J’ai tenté de montrer en quoi une conception constructiviste de l’évaluation formative exigerait une diversification des modalités de régulation.

Allal, 1999b, p. 37

De plus, nous pensons que la place centrale accordée à l’élaboration et à l’étude de dispositifs d’évaluation formative à mettre en place dans les classes a été remplacée par celle des fonctions, ce qui permet d’élargir les types d’études. Citons, à titre d’exemple, l’étude des processus de régulation tout au long de séquences d’enseignement-apprentissage en fonction des différents moments de l’étude ou encore celle portant sur la nature et les effets des interactions entre l’enseignant et les élèves.

Des travaux actuels en didactique des mathématiques dans les pays francophones

Nous allons maintenant faire une revue des travaux récents en didactique des mathématiques portant explicitement sur des questions d’évaluation en les classant afin d’obtenir un panorama des recherches actuelles. Pour ce faire, nous avons étudié les actes de l’Association pour le développement des méthodologies d’évaluation en éducation (ADMEE) depuis que le groupe EVADIDA[9] a été créé en 2014 ; les actes du colloque Espace mathématique francophone (EMF) depuis 2009, première année qui comportait un projet spécial sur l’évaluation[10] ; les quelques thèses en didactique dont le sujet est explicitement l’évaluation ; et les deux projets récents Assess Inquiry in Science, Technology and Mathematics Education (ASSIST-ME)[11] et Nouveaux outils pour de nouvelles pratiques d’évaluation et d’enseignement des mathématiques  (NéOPRAEVAL)[12], dans lesquels les didacticiens des mathématiques ont été impliqués[13].

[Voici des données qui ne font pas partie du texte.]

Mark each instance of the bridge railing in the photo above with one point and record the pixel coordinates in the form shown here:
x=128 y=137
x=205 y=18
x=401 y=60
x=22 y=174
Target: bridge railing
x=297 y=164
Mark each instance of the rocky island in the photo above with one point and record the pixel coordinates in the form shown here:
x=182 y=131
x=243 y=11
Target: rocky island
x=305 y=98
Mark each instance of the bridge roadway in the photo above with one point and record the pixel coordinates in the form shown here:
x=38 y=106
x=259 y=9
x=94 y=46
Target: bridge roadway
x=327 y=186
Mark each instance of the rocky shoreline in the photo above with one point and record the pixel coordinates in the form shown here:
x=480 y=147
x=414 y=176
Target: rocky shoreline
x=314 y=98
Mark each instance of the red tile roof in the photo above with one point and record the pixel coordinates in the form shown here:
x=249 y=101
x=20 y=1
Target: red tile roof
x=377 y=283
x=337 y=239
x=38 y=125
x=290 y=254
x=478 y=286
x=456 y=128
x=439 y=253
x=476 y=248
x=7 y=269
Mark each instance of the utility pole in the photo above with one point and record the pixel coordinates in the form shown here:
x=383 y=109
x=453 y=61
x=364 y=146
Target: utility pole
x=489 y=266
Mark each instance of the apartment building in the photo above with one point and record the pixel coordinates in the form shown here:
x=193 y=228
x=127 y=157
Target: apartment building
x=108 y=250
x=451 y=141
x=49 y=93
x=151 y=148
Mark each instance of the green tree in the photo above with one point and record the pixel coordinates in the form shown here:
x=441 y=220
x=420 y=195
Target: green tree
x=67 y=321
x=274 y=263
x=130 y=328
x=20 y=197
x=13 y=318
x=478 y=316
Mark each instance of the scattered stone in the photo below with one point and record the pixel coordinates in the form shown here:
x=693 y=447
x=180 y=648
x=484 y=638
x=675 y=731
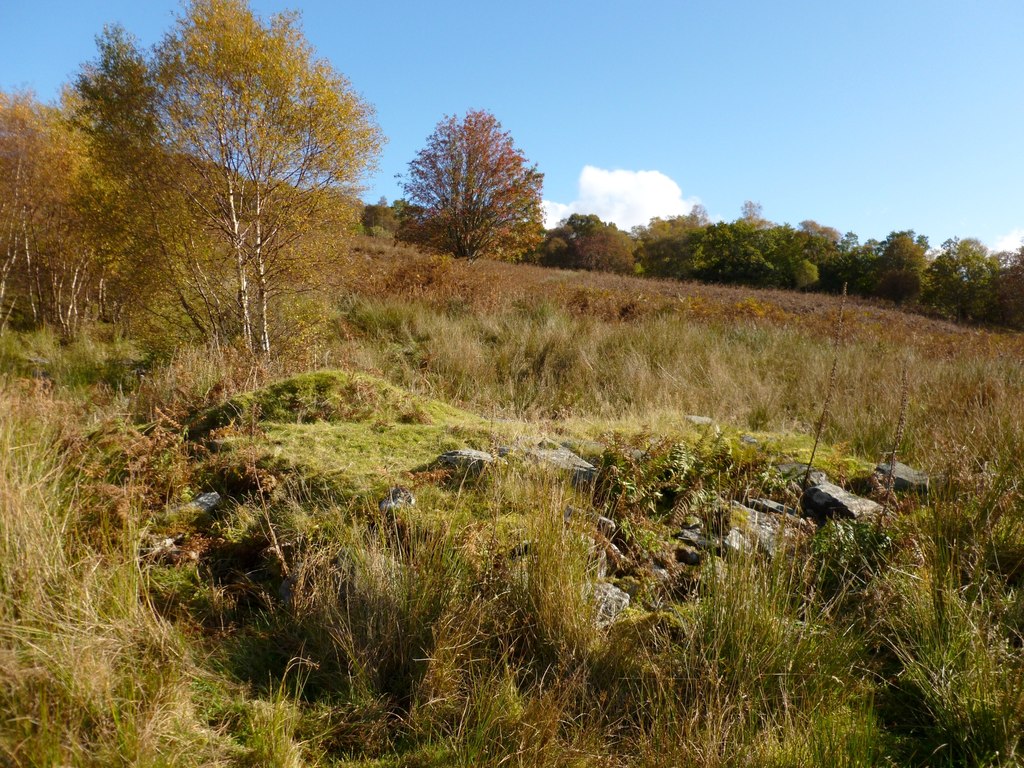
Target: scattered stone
x=660 y=573
x=606 y=525
x=736 y=543
x=904 y=478
x=687 y=556
x=202 y=504
x=610 y=602
x=693 y=539
x=469 y=460
x=395 y=499
x=794 y=473
x=585 y=448
x=770 y=507
x=826 y=501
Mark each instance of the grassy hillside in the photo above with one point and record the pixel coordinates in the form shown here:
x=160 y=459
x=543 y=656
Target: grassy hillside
x=300 y=623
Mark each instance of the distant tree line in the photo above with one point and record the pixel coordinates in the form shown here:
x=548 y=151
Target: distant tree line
x=182 y=189
x=962 y=280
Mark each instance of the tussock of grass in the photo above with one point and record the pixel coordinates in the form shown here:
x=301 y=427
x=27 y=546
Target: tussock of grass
x=299 y=625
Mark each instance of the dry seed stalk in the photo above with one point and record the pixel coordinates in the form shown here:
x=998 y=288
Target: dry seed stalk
x=900 y=428
x=829 y=389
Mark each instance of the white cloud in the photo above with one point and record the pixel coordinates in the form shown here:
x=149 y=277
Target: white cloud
x=625 y=198
x=1010 y=242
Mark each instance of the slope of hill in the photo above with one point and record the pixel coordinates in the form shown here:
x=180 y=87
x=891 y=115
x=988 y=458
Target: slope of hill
x=208 y=560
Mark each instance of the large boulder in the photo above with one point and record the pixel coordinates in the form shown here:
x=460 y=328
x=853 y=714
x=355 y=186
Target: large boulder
x=904 y=478
x=826 y=501
x=560 y=458
x=752 y=530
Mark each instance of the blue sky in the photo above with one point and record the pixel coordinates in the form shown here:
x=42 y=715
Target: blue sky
x=865 y=116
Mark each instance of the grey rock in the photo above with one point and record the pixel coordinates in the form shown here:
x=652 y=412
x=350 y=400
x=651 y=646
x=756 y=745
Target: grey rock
x=736 y=543
x=794 y=473
x=203 y=504
x=558 y=458
x=826 y=501
x=693 y=539
x=395 y=499
x=904 y=478
x=687 y=556
x=610 y=602
x=585 y=448
x=207 y=502
x=466 y=459
x=606 y=525
x=752 y=530
x=585 y=478
x=770 y=507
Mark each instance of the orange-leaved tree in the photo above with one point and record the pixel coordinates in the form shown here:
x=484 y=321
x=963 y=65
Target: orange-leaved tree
x=472 y=194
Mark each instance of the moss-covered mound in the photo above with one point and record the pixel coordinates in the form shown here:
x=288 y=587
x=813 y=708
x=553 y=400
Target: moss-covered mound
x=334 y=431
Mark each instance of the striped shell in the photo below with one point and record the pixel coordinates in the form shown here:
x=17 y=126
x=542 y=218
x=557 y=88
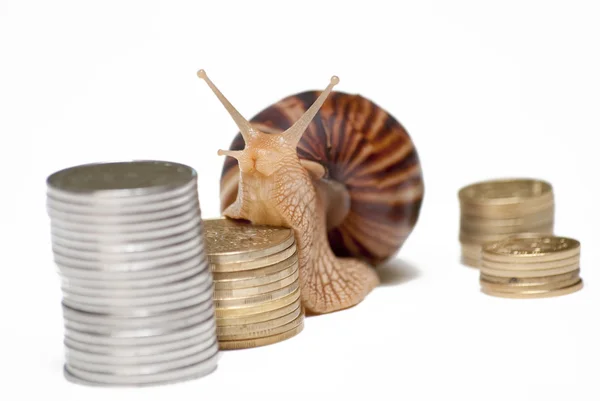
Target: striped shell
x=366 y=149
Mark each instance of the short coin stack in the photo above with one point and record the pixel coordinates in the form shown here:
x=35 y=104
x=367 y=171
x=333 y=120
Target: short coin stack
x=256 y=281
x=531 y=266
x=494 y=210
x=128 y=242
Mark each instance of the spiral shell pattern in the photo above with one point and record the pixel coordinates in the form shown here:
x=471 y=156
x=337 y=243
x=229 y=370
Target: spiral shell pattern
x=365 y=148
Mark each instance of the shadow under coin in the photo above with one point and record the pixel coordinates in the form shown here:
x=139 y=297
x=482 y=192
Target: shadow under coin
x=395 y=272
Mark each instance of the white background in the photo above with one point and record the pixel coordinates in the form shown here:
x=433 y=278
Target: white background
x=486 y=89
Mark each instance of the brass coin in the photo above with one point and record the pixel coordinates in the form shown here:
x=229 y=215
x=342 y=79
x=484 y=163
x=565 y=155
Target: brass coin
x=536 y=294
x=258 y=308
x=255 y=263
x=520 y=288
x=472 y=251
x=528 y=273
x=243 y=330
x=531 y=248
x=233 y=241
x=529 y=281
x=505 y=192
x=516 y=265
x=504 y=212
x=495 y=230
x=264 y=332
x=259 y=342
x=470 y=262
x=259 y=317
x=474 y=222
x=257 y=299
x=259 y=290
x=254 y=277
x=489 y=238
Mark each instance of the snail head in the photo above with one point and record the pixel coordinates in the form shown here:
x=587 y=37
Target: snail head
x=264 y=153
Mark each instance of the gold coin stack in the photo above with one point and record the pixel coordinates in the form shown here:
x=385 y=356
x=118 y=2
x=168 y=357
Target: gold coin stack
x=494 y=210
x=531 y=266
x=256 y=283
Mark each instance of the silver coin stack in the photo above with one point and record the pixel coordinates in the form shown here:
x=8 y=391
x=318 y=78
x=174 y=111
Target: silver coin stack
x=128 y=242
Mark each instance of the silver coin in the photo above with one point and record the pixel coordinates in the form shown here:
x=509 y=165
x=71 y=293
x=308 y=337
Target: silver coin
x=142 y=301
x=146 y=331
x=117 y=229
x=140 y=341
x=141 y=279
x=146 y=310
x=130 y=257
x=74 y=315
x=121 y=215
x=187 y=373
x=127 y=331
x=131 y=200
x=131 y=283
x=145 y=369
x=134 y=351
x=90 y=357
x=120 y=237
x=168 y=288
x=120 y=179
x=128 y=246
x=146 y=268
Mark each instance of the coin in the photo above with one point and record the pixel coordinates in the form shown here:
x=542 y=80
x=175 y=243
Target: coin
x=132 y=351
x=201 y=284
x=529 y=281
x=517 y=265
x=126 y=323
x=186 y=373
x=245 y=335
x=165 y=337
x=486 y=223
x=121 y=179
x=258 y=308
x=255 y=263
x=506 y=192
x=255 y=277
x=534 y=226
x=527 y=273
x=259 y=327
x=258 y=317
x=536 y=294
x=259 y=342
x=229 y=241
x=483 y=239
x=259 y=290
x=520 y=288
x=258 y=299
x=128 y=245
x=139 y=369
x=74 y=354
x=531 y=248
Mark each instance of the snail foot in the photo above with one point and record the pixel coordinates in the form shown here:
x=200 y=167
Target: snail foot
x=336 y=284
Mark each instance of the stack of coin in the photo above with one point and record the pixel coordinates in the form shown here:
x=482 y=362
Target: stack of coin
x=494 y=210
x=256 y=283
x=531 y=266
x=127 y=239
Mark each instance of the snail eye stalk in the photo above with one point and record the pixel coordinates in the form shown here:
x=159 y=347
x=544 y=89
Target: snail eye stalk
x=293 y=134
x=245 y=128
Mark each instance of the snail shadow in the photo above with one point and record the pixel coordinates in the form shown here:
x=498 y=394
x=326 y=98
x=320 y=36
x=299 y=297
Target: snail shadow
x=396 y=272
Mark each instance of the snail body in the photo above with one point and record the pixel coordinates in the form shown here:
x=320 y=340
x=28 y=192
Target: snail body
x=338 y=170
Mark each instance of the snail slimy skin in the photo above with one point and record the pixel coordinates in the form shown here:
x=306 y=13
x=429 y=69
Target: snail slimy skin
x=338 y=170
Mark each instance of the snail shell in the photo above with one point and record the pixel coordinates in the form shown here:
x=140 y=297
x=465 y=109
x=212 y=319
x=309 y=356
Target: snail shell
x=366 y=150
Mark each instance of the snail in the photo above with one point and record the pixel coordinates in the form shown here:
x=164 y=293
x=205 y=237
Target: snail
x=338 y=170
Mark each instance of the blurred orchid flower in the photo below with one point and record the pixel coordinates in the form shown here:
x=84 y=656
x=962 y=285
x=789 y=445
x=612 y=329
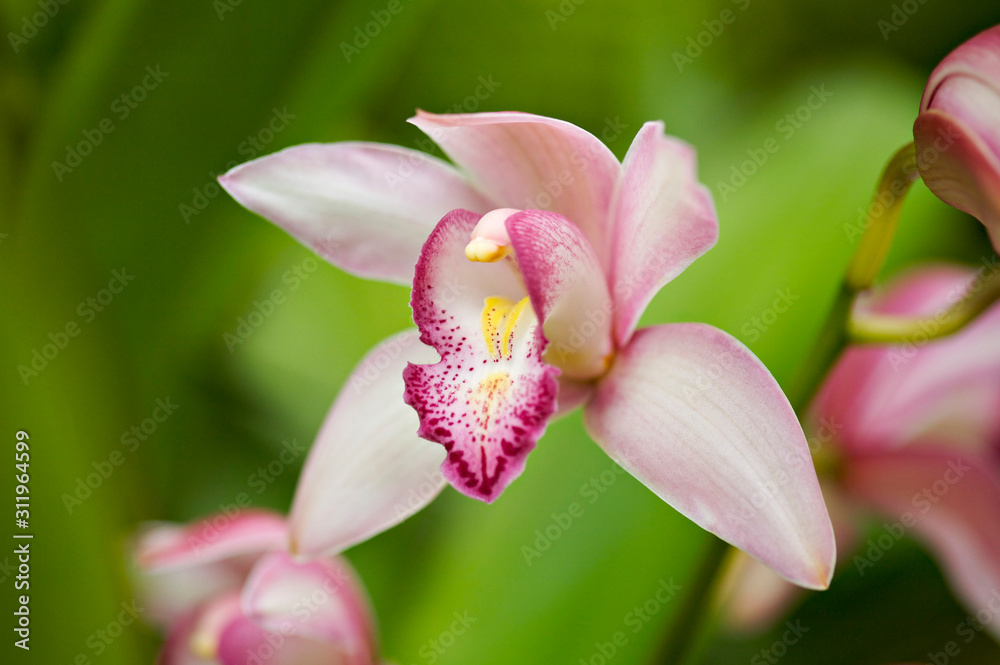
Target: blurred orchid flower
x=957 y=133
x=226 y=592
x=529 y=289
x=914 y=432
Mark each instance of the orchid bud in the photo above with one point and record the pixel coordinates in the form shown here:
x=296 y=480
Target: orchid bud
x=957 y=133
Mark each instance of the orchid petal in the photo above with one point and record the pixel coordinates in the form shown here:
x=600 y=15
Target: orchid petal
x=179 y=567
x=244 y=642
x=338 y=611
x=177 y=647
x=882 y=397
x=664 y=221
x=526 y=161
x=957 y=133
x=568 y=291
x=194 y=638
x=965 y=174
x=979 y=58
x=951 y=501
x=365 y=207
x=696 y=417
x=488 y=399
x=367 y=470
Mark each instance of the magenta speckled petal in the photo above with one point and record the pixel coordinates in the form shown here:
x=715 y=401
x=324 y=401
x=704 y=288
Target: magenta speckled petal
x=488 y=400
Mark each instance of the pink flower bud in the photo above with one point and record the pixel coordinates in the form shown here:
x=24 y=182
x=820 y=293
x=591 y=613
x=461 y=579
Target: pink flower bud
x=957 y=133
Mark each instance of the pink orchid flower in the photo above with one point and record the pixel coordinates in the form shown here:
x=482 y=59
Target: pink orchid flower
x=957 y=133
x=531 y=264
x=226 y=592
x=916 y=436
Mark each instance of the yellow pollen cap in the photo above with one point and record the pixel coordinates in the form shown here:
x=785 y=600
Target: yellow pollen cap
x=484 y=250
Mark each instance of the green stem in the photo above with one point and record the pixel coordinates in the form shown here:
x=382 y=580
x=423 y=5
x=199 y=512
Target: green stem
x=886 y=329
x=689 y=624
x=831 y=341
x=690 y=628
x=883 y=216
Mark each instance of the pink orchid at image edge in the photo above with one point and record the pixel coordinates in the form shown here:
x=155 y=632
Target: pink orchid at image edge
x=226 y=591
x=915 y=434
x=531 y=263
x=957 y=133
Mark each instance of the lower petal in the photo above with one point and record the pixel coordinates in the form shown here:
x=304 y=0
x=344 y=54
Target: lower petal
x=488 y=400
x=367 y=470
x=696 y=417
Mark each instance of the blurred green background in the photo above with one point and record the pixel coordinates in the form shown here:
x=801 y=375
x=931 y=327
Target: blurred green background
x=143 y=202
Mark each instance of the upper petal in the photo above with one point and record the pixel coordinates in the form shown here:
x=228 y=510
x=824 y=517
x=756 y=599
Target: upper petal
x=488 y=399
x=320 y=599
x=525 y=161
x=979 y=58
x=367 y=470
x=664 y=220
x=951 y=501
x=365 y=207
x=958 y=165
x=697 y=418
x=568 y=290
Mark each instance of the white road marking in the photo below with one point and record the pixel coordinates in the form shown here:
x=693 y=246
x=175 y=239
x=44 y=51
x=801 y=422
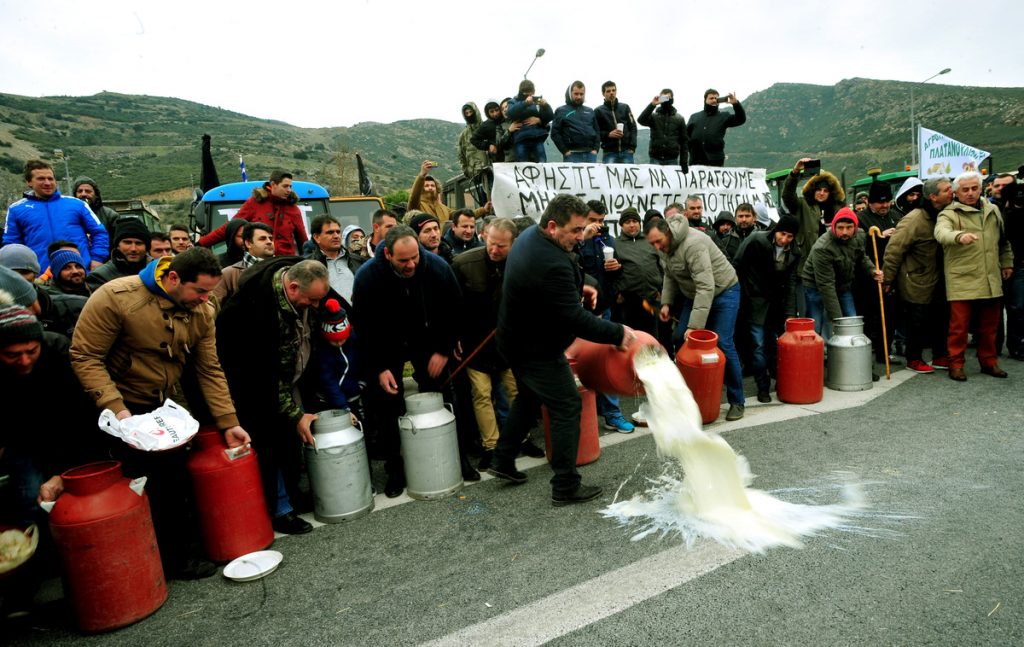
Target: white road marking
x=588 y=602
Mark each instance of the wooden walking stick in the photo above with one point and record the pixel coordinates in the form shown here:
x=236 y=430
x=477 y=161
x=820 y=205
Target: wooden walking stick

Des travaux sur ou à partir des évaluations à grande échelle

Une première série de travaux portent sur les évaluations à grande échelle internationales (études amorcées par Bodin, 2008) ou nationales, par exemple les études faites par Roditi (2015) ou Roditi et Salles (2015) sur des items du PISA. Ces auteurs ont étudié les problèmes posés grâce aux niveaux de mise en fonctionnement des connaissances proposés par Robert (1998) : mise en fonctionnement directe d’une procédure, mise en fonctionnement d’une procédure avec adaptation de l’énoncé et mise en fonctionnement d’une procédure avec introduction d’intermédiaires. Ils ont tenté de mieux évaluer le niveau d’acquisition des connaissances lié à certains items, qui va au-delà du seul taux de réussite, en donnant une interprétation didactique des résultats de ces items :

Un regard didactique porté sur l’évaluation de 2012 ne peut manquer de pointer que l’OCDE ne se donne les moyens ni de recenser précisément les connaissances acquises des élèves ni d’estimer le niveau d’acquisition de ces connaissances. Inversement, les didacticiens qui ont concentré leurs recherches sur les phénomènes d’enseignement et d’apprentissage des savoirs n’ont pas suffisamment développé d’outils théoriques et pratiques pour étudier la question de l’évaluation des connaissances des élèves.

Roditi, 2015, p. 1052

Des travaux portent également sur les évaluations nationales en France et permettent encore une fois d’affiner les analyses. Par exemple, Grugeon-Allys et Grapin (2015) ont analysé les items des évaluations du Cycle des évaluations disciplinaires réalisées sur échantillon (CEDRE) de 2008 et 2014 pour les thèmes du numérique et de l’algébrique. Ces auteures ont développé des analyses croisées qui portent sur le niveau local (pour chaque tâche : les variables choisies, les techniques possibles, les registres) ou global (couverture du domaine par les différents types de tâches), sur des analyses de la complexité de la tâche déterminée a priori et sur l’indice de difficulté de l’item déterminé a posteriori. La participation de ces auteures ainsi que de Sayac et Grapin (2015) au travail de conception de l’évaluation du CEDRE a permis une évolution des items.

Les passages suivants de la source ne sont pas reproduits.